Bamako, 24 mars 2026 — Dans une salle sobre du Ministère de la Santé et du Développement social, les échanges ont pris une tournure à la fois technique et engagée. Face au Secrétaire général et à ses proches collaborateurs, la délégation conduite par l’Organisation mondiale de la Santé (OMS) à Bamako n’est pas venue pour une visite de courtoisie. L’objectif était clair : revisiter, sans détour, les lignes de coopération et mesurer les marges d’évolution.

La rencontre démarre vite. Les responsables du ministère entrent dans le vif : comment se construit, concrètement, la collaboration avec l’OMS ? On parle de projets déjà lancés, pas sur le papier mais sur le terrain? suivi des indicateurs sanitaires, appui technique dans certaines régions, coordination avec les services centraux. Les échanges deviennent plus précis quand il est question de digitalisation : systèmes de remontée des données, outils numériques encore fragmentés, tentatives d’harmonisation qui peinent parfois à suivre le rythme.
Oumou Maliki TEMEBELY écoute, prend des notes, intervient à certains moments. Son profil intrigue moins qu’il n’intéresse : informatique et télécommunications, une formation qui colle exactement aux besoins évoqués dans la salle. À plusieurs reprises, les discussions glissent vers les limites actuelles, connexions instables dans certaines zones, difficultés d’exploitation des données collectées, manque de passerelles entre plateformes. Ce sont ces détails-là qui captent son attention.
Loin d’une visite symbolique, l’immersion se transforme en véritable séance de travail. On ne lui épargne pas les contraintes. On lui montre aussi ce qui avance : des outils testés pour améliorer la traçabilité des informations sanitaires, des réflexions en cours pour intégrer davantage de solutions locales. Les cadres insistent sur un point : sans technologie adaptée, difficile de suivre efficacement certaines situations sur le terrain.
Après plusieurs heures, l’étudiante ressort avec une vision plus nette, moins théorique. Elle évoque des échanges “directs”, parfois techniques, mais surtout utiles. Ce qui la marque, ce n’est pas seulement l’importance du numérique dans la santé, mais la place que les autorités semblent prêtes à accorder aux jeunes profils capables d’apporter des réponses concrètes.

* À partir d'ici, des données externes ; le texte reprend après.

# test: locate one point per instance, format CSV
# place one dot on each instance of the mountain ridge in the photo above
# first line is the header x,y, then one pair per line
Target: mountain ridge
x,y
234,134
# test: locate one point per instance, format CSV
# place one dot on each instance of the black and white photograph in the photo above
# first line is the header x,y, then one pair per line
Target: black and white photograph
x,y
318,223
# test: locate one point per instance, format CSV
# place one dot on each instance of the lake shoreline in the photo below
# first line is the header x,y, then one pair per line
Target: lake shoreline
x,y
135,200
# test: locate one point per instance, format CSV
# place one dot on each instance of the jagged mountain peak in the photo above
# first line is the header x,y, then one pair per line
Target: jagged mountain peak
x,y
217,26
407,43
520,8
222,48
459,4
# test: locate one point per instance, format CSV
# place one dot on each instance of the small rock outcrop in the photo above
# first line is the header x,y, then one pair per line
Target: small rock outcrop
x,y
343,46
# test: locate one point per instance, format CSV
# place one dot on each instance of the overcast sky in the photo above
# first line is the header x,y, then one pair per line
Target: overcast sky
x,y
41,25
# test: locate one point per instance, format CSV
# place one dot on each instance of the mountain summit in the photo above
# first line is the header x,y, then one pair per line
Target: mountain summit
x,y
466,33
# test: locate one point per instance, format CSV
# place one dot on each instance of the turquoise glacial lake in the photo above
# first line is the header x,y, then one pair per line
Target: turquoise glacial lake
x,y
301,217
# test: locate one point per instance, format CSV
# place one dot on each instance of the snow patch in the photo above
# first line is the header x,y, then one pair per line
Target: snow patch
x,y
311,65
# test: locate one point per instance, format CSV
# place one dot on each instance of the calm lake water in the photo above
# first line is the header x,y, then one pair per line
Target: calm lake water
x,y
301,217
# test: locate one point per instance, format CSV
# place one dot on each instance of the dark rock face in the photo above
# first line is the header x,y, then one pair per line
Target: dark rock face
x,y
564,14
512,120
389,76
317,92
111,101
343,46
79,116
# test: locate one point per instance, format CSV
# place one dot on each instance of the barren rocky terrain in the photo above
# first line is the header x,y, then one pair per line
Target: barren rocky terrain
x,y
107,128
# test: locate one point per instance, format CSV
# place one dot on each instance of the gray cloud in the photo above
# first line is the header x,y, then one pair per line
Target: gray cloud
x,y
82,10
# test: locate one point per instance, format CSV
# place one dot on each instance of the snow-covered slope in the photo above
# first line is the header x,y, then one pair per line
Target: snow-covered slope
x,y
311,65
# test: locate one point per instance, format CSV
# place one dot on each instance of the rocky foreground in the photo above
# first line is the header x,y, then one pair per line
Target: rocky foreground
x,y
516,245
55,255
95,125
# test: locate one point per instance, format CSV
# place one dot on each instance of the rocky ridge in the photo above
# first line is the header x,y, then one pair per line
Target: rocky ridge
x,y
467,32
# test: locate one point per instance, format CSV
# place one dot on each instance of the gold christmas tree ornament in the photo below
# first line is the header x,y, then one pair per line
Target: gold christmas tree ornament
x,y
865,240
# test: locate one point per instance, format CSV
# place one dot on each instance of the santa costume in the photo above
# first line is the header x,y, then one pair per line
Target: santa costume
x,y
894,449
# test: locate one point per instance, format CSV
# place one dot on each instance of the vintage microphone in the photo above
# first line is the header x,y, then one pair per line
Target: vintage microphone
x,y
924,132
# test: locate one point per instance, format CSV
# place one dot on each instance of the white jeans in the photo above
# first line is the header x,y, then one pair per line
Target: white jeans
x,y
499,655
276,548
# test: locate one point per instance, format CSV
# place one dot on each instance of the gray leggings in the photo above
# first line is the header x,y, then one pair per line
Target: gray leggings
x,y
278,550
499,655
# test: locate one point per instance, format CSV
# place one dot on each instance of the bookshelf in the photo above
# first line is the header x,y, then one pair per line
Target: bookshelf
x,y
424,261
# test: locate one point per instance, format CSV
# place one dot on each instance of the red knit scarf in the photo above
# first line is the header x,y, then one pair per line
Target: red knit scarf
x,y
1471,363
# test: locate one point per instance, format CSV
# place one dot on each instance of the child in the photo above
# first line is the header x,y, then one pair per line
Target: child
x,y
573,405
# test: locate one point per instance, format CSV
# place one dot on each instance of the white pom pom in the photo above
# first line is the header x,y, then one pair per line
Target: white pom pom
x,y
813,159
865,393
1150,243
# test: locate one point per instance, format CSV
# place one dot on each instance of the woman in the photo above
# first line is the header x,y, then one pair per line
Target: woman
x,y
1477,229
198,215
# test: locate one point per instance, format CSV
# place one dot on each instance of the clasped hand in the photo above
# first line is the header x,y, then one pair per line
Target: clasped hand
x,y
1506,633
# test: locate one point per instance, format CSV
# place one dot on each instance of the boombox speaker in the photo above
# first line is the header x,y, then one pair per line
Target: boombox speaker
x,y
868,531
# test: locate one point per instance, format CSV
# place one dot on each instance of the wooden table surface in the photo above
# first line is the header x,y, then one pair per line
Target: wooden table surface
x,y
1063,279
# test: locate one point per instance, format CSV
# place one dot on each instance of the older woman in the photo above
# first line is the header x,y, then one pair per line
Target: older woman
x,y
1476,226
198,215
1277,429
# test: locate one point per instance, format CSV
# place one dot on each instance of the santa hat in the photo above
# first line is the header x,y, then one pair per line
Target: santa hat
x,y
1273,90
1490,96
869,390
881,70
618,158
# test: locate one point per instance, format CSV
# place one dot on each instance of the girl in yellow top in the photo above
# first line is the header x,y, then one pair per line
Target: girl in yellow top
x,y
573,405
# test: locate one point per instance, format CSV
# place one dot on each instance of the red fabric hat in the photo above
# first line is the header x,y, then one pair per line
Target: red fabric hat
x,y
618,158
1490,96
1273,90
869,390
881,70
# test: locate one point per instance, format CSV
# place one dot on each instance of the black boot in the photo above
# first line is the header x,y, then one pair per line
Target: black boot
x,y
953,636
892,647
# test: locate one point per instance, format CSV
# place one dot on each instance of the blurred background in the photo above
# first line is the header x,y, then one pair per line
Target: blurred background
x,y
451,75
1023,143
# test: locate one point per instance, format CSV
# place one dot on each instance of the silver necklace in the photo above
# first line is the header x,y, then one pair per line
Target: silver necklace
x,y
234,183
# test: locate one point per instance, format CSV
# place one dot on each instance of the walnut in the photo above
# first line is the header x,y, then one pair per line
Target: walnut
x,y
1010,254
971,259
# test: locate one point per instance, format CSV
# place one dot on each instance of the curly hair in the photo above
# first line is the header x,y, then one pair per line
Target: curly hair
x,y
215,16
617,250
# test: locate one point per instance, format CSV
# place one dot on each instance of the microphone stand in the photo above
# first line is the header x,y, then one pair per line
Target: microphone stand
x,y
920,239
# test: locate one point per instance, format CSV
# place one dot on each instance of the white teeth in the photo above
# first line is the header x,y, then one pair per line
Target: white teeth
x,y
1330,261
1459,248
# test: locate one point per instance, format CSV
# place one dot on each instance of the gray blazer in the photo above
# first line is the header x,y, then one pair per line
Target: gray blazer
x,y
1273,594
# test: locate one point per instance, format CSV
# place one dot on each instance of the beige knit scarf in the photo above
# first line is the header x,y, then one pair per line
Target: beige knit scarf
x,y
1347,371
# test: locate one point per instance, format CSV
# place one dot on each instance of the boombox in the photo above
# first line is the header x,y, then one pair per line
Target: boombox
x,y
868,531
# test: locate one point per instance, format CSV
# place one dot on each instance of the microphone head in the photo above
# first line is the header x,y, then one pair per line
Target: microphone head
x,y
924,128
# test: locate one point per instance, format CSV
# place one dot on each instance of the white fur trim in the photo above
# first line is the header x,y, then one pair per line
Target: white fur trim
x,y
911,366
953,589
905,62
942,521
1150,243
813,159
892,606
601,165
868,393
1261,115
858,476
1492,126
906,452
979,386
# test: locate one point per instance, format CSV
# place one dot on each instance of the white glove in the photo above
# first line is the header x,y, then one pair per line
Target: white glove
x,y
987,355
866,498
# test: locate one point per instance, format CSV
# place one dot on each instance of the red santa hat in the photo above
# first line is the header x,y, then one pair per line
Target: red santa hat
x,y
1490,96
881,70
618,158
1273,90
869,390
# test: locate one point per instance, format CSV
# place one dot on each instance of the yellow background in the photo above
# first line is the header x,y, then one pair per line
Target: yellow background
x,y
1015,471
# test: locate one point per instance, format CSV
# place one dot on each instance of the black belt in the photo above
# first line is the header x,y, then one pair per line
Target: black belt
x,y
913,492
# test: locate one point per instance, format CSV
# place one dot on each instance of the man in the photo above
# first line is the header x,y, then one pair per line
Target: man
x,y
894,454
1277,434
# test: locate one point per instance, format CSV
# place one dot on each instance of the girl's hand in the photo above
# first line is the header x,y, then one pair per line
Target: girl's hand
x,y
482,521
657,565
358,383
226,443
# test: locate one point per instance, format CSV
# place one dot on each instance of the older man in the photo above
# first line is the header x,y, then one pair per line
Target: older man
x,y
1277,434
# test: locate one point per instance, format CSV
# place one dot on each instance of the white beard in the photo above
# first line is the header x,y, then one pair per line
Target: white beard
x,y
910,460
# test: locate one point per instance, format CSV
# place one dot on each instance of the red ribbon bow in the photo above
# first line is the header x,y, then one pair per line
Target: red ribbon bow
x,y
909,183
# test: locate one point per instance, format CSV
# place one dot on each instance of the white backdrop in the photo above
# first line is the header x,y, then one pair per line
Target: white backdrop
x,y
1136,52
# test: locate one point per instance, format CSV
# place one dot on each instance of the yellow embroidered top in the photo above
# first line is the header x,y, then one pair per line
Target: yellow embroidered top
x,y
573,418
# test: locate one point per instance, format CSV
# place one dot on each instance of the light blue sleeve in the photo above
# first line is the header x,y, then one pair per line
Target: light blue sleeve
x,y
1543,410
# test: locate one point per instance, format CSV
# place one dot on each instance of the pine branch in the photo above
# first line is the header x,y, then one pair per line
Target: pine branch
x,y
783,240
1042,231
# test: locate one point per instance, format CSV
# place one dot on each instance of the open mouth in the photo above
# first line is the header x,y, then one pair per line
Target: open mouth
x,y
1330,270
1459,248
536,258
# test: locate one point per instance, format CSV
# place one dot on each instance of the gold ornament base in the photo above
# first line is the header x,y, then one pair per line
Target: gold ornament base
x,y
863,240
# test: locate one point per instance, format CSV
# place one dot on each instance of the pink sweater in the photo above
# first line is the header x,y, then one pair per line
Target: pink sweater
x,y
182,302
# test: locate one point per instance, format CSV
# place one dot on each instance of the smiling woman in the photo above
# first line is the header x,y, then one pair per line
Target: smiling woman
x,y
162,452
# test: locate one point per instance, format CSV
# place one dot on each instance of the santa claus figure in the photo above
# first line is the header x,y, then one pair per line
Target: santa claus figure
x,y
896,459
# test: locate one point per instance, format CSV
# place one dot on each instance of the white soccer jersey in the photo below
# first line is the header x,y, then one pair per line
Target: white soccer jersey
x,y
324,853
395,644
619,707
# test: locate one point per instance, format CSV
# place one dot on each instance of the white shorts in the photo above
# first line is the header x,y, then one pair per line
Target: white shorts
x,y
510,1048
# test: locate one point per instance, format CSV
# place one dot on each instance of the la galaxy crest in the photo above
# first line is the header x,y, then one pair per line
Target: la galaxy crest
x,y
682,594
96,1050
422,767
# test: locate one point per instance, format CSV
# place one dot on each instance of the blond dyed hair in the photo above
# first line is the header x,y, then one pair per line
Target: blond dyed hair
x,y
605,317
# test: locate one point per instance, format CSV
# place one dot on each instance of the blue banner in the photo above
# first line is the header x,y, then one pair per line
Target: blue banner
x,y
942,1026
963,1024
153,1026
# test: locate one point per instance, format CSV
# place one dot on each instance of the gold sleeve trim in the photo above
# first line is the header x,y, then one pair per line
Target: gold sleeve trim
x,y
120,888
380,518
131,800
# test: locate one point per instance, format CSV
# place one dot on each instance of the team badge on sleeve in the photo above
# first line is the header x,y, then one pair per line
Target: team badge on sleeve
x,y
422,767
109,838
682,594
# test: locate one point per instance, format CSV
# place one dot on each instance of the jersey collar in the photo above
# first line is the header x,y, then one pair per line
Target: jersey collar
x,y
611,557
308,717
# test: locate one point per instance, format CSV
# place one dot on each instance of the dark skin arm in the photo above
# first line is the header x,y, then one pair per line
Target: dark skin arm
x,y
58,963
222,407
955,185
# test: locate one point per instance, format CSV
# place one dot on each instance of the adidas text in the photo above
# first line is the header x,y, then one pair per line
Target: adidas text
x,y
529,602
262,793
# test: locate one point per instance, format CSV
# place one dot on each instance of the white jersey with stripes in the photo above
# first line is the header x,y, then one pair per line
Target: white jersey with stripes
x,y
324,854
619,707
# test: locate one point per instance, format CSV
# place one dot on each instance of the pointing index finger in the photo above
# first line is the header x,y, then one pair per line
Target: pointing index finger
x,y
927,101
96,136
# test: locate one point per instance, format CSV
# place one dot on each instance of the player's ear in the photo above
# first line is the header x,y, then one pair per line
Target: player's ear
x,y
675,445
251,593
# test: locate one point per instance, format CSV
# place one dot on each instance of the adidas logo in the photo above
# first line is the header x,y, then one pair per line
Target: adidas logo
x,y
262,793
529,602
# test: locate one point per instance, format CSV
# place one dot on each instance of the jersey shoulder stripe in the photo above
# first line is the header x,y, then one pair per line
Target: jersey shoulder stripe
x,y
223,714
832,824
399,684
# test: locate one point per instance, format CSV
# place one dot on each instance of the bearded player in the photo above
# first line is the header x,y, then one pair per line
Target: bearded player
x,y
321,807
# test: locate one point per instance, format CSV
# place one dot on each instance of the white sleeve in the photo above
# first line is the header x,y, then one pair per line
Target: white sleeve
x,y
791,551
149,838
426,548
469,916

Avant de quitter les lieux, elle glisse qu’elle ne compte pas garder cette expérience pour elle. L’idée, dit-elle, c’est de la partager avec ses camarades de l’École nationale d’ingénieurs Abderrahmane Baba Touré, avec son cercle proche. Une façon d’élargir l’impact de cette journée, bien au-delà d’une simple audience.
Dans les couloirs du ministère, une impression persiste : celle d’un secteur en pleine transition, où les discours sur l’innovation commencent, doucement, à se traduire en échanges réels avec ceux qui maîtrisent les outils. Reste à voir si ces passerelles, ouvertes le temps d’une immersion, tiendront dans la durée.